1. Register and start the workflow.

# Register the workflow definition
curl -s -X POST http://localhost:8080/workflows \
  -H "Content-Type: application/json" \
  -d @workflow.json

# Start an execution
curl -s -X POST http://localhost:8080/executions \
  -H "Content-Type: application/json" \
  -d '{"workflow_id": "payment-processor", "input": {"payment_id": "pay_001"}}'

2. Check that the node is parked.

The execution stays running while a node is waiting for approval.

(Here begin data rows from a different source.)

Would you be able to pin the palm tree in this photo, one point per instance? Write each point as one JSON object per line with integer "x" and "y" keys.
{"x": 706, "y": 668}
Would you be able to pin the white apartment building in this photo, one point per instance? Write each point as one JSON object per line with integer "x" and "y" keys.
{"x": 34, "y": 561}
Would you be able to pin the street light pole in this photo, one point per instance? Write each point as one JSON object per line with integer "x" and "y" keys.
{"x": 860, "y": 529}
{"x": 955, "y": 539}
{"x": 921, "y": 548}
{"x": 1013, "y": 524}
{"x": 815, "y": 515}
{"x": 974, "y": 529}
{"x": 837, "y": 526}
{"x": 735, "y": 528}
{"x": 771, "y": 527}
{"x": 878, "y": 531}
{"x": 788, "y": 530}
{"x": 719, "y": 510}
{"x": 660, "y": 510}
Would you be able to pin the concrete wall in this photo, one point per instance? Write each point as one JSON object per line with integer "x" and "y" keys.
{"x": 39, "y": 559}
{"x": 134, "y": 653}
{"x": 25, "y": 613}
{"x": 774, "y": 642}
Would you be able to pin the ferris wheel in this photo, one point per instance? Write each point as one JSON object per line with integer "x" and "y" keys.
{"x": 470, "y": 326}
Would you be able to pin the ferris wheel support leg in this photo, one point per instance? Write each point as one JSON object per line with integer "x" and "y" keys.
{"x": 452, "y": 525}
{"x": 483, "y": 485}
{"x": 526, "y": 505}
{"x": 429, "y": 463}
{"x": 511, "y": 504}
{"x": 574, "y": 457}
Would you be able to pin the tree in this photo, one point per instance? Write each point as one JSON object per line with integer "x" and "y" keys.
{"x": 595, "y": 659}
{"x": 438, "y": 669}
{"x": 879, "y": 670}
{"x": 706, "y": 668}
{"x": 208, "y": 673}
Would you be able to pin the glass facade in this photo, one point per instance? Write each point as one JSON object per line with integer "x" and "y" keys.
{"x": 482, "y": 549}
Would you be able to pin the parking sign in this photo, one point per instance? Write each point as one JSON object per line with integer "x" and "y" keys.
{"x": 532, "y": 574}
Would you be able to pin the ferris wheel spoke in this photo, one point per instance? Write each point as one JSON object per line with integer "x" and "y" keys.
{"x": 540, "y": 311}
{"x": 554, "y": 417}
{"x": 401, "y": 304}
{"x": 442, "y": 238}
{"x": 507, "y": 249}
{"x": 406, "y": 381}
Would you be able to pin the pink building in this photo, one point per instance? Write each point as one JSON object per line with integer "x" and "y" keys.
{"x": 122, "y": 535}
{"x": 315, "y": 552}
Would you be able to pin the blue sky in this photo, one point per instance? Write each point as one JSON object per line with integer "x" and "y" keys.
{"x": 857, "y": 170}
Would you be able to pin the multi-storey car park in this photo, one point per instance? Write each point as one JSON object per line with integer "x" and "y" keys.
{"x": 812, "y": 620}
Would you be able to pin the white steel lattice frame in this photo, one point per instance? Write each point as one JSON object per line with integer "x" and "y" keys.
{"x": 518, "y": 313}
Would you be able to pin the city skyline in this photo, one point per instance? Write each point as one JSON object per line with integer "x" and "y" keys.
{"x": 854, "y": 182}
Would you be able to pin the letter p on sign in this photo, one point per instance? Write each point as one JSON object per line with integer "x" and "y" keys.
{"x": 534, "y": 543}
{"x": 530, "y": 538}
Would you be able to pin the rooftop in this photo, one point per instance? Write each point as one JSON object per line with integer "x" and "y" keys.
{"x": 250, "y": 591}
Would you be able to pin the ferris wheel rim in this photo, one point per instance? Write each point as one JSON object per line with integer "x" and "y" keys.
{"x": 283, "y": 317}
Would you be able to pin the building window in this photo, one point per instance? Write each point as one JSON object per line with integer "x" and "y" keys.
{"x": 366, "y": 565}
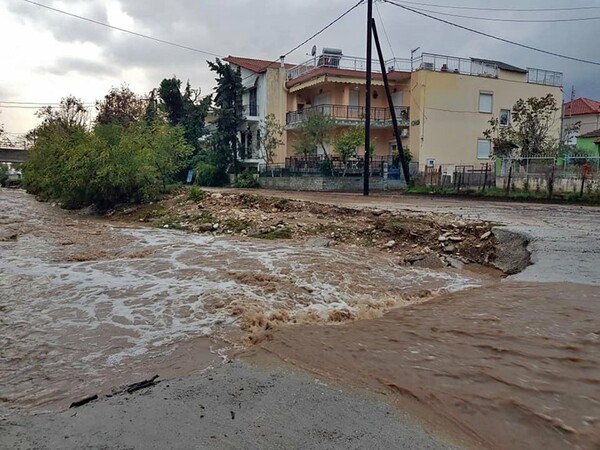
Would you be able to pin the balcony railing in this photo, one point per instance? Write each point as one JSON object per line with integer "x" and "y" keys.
{"x": 349, "y": 113}
{"x": 427, "y": 61}
{"x": 346, "y": 63}
{"x": 547, "y": 77}
{"x": 251, "y": 110}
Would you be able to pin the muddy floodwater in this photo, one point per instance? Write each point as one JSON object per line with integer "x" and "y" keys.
{"x": 86, "y": 305}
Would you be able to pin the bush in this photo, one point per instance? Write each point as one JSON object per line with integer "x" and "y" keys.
{"x": 210, "y": 175}
{"x": 106, "y": 166}
{"x": 247, "y": 180}
{"x": 196, "y": 194}
{"x": 3, "y": 174}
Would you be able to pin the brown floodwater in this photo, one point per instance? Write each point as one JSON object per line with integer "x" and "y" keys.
{"x": 87, "y": 305}
{"x": 511, "y": 366}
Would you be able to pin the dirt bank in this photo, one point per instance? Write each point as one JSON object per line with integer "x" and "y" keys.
{"x": 420, "y": 240}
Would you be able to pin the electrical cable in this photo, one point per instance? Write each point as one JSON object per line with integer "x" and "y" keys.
{"x": 498, "y": 19}
{"x": 577, "y": 8}
{"x": 491, "y": 36}
{"x": 97, "y": 22}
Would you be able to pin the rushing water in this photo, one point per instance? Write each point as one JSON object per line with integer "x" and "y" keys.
{"x": 86, "y": 305}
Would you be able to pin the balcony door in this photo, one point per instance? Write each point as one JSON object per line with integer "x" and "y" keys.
{"x": 354, "y": 109}
{"x": 252, "y": 102}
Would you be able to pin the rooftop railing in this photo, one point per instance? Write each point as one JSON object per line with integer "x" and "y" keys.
{"x": 427, "y": 61}
{"x": 541, "y": 76}
{"x": 346, "y": 63}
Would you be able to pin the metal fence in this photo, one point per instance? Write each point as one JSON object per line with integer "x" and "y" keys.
{"x": 321, "y": 166}
{"x": 459, "y": 176}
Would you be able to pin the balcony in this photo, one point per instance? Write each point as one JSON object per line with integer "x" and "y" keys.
{"x": 546, "y": 77}
{"x": 350, "y": 115}
{"x": 251, "y": 111}
{"x": 346, "y": 63}
{"x": 482, "y": 68}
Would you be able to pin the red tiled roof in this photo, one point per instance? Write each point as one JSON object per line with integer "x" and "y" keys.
{"x": 595, "y": 133}
{"x": 392, "y": 76}
{"x": 582, "y": 106}
{"x": 255, "y": 65}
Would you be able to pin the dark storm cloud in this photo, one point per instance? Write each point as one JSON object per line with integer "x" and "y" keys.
{"x": 64, "y": 66}
{"x": 269, "y": 28}
{"x": 64, "y": 28}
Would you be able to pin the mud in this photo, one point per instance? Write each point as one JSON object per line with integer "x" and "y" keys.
{"x": 514, "y": 366}
{"x": 87, "y": 304}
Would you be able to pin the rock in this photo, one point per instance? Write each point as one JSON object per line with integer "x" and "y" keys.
{"x": 412, "y": 258}
{"x": 204, "y": 227}
{"x": 318, "y": 242}
{"x": 512, "y": 255}
{"x": 430, "y": 262}
{"x": 455, "y": 263}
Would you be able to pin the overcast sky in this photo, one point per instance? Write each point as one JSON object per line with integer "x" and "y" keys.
{"x": 45, "y": 55}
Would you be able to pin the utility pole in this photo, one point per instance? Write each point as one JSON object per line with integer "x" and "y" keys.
{"x": 388, "y": 92}
{"x": 368, "y": 99}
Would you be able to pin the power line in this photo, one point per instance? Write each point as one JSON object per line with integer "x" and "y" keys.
{"x": 498, "y": 19}
{"x": 329, "y": 25}
{"x": 384, "y": 30}
{"x": 491, "y": 36}
{"x": 578, "y": 8}
{"x": 162, "y": 41}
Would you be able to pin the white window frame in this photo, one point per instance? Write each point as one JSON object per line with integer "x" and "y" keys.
{"x": 482, "y": 108}
{"x": 500, "y": 118}
{"x": 489, "y": 150}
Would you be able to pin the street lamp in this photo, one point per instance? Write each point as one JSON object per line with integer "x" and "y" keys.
{"x": 412, "y": 52}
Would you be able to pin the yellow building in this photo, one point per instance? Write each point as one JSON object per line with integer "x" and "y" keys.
{"x": 443, "y": 103}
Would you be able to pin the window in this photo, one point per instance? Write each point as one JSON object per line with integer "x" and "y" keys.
{"x": 484, "y": 149}
{"x": 504, "y": 117}
{"x": 485, "y": 102}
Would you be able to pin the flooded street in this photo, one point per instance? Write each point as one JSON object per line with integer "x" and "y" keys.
{"x": 87, "y": 305}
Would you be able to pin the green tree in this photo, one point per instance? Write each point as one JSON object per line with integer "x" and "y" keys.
{"x": 121, "y": 107}
{"x": 316, "y": 132}
{"x": 271, "y": 138}
{"x": 172, "y": 100}
{"x": 229, "y": 112}
{"x": 531, "y": 130}
{"x": 347, "y": 143}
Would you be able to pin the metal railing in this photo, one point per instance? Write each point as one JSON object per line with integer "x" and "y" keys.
{"x": 251, "y": 110}
{"x": 427, "y": 61}
{"x": 347, "y": 63}
{"x": 351, "y": 113}
{"x": 541, "y": 76}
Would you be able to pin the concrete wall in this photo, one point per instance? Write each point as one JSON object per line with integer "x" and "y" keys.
{"x": 446, "y": 106}
{"x": 588, "y": 123}
{"x": 587, "y": 145}
{"x": 538, "y": 182}
{"x": 329, "y": 184}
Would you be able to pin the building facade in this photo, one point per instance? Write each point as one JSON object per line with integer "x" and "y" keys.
{"x": 443, "y": 104}
{"x": 580, "y": 116}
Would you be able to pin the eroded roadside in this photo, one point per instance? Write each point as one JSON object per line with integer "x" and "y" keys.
{"x": 509, "y": 346}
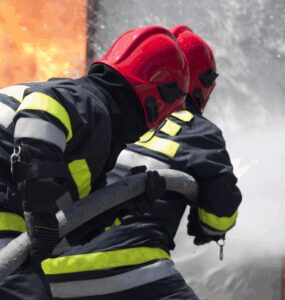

curl -s http://localhost:8080/executions/exec_01JM4X8NKWP2/approvals
{
  "pending": [
    {
      "node_id": "submit_payment",
      "tool_name": "payments.submit",
      "sequence": 4
    }
  ],
  "decided": []
}

3. Approve and resume.

curl -s -X POST http://localhost:8080/executions/exec_01JM4X8NKWP2/approve \
  -H "Content-Type: application/json" \
  -d '{
    "decision": "approved",
    "user_id": "alice",
    "comment": "Amount verified."
  }'

4. Confirm the execution completed.

curl -s http://localhost:8080/executions/exec_01JM4X8NKWP2 | jq .status
# "completed"

To reject instead, replace "approved" with "rejected". The execution status will be "failed" with the decider and comment in the failure reason.

Runnable examples

examples/02-human-approval contains the policy snippet used on this page. examples/hitl-approval demonstrates an alternative human-in-the-loop pattern built on the human_approval node kind with a timeout, which is a different mechanism from require_approval_for policy gating.